Across Haiti’s infrastructure disruption created cutoffs in water, electricity and telephone services and widespread power outages. The damage hampered relief efforts and limited the amount of information reaching other countries.
The last major earthquake to hit Port-au-Prince occurred in 1770, causing 250 deaths and extensive damage. In recent years, only relatively minor earthquakes have been recorded, such as those in 1990 and 1994, with minimal to no damage, RMS said.
AIR Worldwide modeling firm said the Caribbean Catastrophe Risk Insurance Facility (CCRIF)?a parametric insurance pool?launched in 2007 to limit the financial impact of catastrophic hurricanes and earthquakes by providing short-term liquidity when a policy is triggered. has issued a statement indicating that yesterday’s earthquake will likely trigger a payout.
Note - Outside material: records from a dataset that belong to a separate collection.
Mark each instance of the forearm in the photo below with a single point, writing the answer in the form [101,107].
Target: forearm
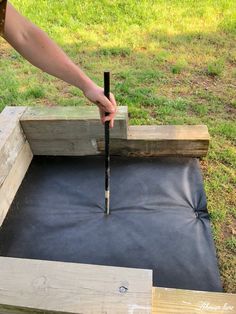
[35,46]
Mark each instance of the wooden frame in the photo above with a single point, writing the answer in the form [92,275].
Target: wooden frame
[33,286]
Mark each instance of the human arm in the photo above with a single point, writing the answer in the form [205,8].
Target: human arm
[35,46]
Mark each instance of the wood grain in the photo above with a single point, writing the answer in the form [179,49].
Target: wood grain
[70,123]
[12,139]
[33,286]
[176,301]
[77,131]
[163,140]
[13,180]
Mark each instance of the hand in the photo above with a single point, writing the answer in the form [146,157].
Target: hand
[96,95]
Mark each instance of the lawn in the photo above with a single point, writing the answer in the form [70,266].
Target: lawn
[172,62]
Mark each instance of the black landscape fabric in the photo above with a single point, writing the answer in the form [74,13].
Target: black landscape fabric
[158,218]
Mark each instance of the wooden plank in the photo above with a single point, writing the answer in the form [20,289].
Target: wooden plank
[163,140]
[12,139]
[176,301]
[13,180]
[69,123]
[34,286]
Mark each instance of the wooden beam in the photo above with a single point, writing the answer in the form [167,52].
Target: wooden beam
[66,123]
[35,286]
[162,140]
[13,181]
[77,131]
[12,139]
[15,157]
[176,301]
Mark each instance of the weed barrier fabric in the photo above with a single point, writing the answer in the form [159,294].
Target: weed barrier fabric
[158,218]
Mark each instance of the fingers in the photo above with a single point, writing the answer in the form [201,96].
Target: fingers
[112,113]
[106,104]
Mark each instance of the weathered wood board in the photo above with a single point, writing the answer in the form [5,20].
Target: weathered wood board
[77,131]
[15,157]
[13,181]
[67,123]
[177,301]
[11,139]
[33,286]
[163,140]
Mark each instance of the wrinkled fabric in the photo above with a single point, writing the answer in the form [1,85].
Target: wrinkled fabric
[158,218]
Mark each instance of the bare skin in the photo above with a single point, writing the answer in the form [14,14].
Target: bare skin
[36,47]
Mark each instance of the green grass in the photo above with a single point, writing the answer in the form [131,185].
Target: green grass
[172,62]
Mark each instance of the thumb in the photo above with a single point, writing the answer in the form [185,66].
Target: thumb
[106,105]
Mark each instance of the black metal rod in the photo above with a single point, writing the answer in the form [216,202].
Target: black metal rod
[107,147]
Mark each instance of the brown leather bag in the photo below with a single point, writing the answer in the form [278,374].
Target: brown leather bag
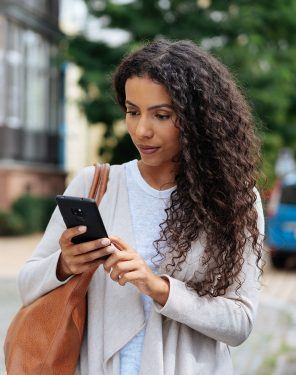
[45,337]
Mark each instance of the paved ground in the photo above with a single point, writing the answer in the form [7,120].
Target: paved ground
[270,349]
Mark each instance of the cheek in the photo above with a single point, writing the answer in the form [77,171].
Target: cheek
[173,138]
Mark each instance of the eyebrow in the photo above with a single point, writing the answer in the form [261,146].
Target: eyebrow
[152,107]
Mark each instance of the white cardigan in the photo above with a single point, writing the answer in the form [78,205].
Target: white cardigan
[189,335]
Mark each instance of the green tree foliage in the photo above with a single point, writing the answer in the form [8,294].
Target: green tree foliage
[256,40]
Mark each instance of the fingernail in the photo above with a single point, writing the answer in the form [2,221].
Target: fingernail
[106,242]
[111,249]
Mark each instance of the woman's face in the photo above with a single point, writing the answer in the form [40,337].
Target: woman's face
[150,120]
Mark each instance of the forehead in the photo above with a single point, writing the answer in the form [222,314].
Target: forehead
[144,89]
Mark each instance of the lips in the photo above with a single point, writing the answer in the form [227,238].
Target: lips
[147,147]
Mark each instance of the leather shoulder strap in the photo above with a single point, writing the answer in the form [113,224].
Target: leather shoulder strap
[99,183]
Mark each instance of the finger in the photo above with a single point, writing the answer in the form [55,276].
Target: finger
[89,265]
[123,267]
[116,257]
[129,276]
[91,245]
[69,233]
[122,245]
[94,254]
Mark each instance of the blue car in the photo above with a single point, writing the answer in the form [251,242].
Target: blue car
[281,221]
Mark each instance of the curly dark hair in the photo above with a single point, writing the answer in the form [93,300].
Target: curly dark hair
[219,161]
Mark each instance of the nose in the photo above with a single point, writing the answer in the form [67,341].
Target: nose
[144,127]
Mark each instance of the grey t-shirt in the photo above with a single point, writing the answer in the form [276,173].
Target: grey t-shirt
[147,209]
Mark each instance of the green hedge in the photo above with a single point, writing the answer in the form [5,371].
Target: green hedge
[29,214]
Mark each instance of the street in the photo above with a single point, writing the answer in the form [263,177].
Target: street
[270,349]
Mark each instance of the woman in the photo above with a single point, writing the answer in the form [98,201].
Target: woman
[175,307]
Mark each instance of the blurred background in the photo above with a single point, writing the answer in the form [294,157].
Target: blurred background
[57,115]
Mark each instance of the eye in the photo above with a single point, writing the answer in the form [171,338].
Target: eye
[131,113]
[162,117]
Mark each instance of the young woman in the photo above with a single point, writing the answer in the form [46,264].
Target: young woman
[185,223]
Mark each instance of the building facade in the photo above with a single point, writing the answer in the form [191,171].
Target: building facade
[31,100]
A CAT-i report from Guy Carpenter reinsurance brokerage said cited a U.S. Geological Survey figure that three million people live in areas impacted by heavy quake intensity equivalent to very strong shaking with the potential for moderate to heavy damage.
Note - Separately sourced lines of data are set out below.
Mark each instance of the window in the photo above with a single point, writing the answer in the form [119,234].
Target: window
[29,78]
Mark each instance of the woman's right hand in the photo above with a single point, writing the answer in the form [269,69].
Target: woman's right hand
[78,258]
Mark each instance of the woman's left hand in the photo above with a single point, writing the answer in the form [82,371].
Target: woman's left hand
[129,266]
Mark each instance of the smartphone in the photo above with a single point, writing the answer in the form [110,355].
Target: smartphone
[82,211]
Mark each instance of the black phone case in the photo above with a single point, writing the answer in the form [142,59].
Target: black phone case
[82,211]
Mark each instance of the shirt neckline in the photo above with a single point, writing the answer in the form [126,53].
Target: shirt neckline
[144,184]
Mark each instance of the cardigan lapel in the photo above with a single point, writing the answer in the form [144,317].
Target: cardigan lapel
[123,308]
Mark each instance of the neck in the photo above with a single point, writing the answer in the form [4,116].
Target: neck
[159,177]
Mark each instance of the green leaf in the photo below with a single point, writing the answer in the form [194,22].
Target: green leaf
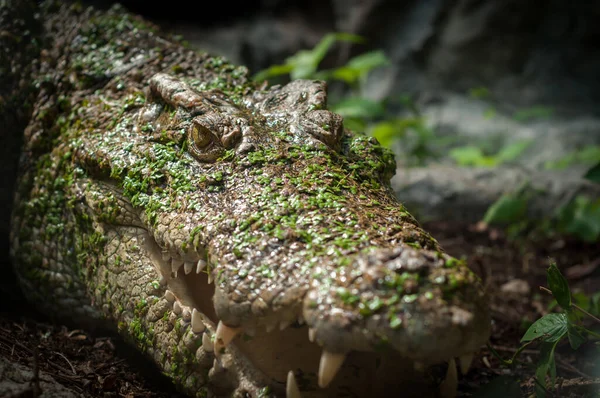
[594,307]
[508,209]
[593,174]
[275,70]
[549,328]
[559,286]
[385,132]
[479,92]
[535,112]
[471,156]
[358,107]
[304,63]
[512,151]
[581,218]
[576,339]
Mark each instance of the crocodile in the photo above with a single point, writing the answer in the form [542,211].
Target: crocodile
[234,232]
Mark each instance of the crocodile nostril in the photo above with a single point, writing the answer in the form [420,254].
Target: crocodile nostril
[326,126]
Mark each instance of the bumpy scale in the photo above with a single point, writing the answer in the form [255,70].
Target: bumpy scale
[238,235]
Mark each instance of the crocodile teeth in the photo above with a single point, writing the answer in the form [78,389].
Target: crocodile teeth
[291,387]
[175,265]
[450,384]
[177,308]
[200,266]
[270,326]
[224,336]
[169,296]
[197,324]
[465,363]
[207,343]
[329,366]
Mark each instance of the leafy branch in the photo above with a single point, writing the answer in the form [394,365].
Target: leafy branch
[552,328]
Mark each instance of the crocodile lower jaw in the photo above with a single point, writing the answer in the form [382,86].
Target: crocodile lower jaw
[283,348]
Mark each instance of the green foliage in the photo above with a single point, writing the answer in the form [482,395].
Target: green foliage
[357,68]
[590,155]
[508,209]
[474,156]
[552,328]
[580,218]
[534,112]
[304,64]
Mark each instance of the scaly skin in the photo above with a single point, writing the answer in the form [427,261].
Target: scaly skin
[165,194]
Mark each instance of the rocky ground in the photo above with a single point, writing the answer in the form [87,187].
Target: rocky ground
[100,366]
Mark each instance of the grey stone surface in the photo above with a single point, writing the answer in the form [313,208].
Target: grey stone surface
[16,381]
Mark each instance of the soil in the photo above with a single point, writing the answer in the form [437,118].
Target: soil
[95,365]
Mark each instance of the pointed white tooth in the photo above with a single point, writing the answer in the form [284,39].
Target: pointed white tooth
[175,265]
[197,324]
[291,387]
[187,314]
[250,331]
[284,324]
[329,366]
[200,266]
[449,386]
[177,308]
[465,363]
[270,326]
[207,343]
[223,336]
[169,296]
[188,266]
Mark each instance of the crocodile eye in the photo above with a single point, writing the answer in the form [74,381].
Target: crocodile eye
[201,136]
[204,145]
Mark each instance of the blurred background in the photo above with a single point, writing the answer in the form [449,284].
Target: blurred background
[490,106]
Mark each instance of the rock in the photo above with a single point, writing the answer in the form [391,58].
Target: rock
[452,193]
[16,381]
[516,286]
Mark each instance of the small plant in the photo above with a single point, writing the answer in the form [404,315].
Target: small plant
[359,112]
[474,156]
[553,328]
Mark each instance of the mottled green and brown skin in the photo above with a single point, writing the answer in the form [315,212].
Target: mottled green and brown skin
[150,170]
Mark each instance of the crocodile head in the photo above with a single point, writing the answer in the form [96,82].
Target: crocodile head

It noted initial reports of widespread destruction, with heavily damaged structures that include the presidential palace, the five-story United Nations headquarters, World Bank offices, and collapsed hospitals and hotels in Port-au-Prince.
Guillermo Franco, senior research engineer at AIR Worldwide modeling firm in Boston noted that “Haiti has suffered more than its fair share of disaster in recent years. In 2008, it was hit by four tropical cyclones—Fay, Gustav, Hanna and Ike—in the course of three weeks. In 2004, Hurricane Jeanne brought extensive flooding and landslides.”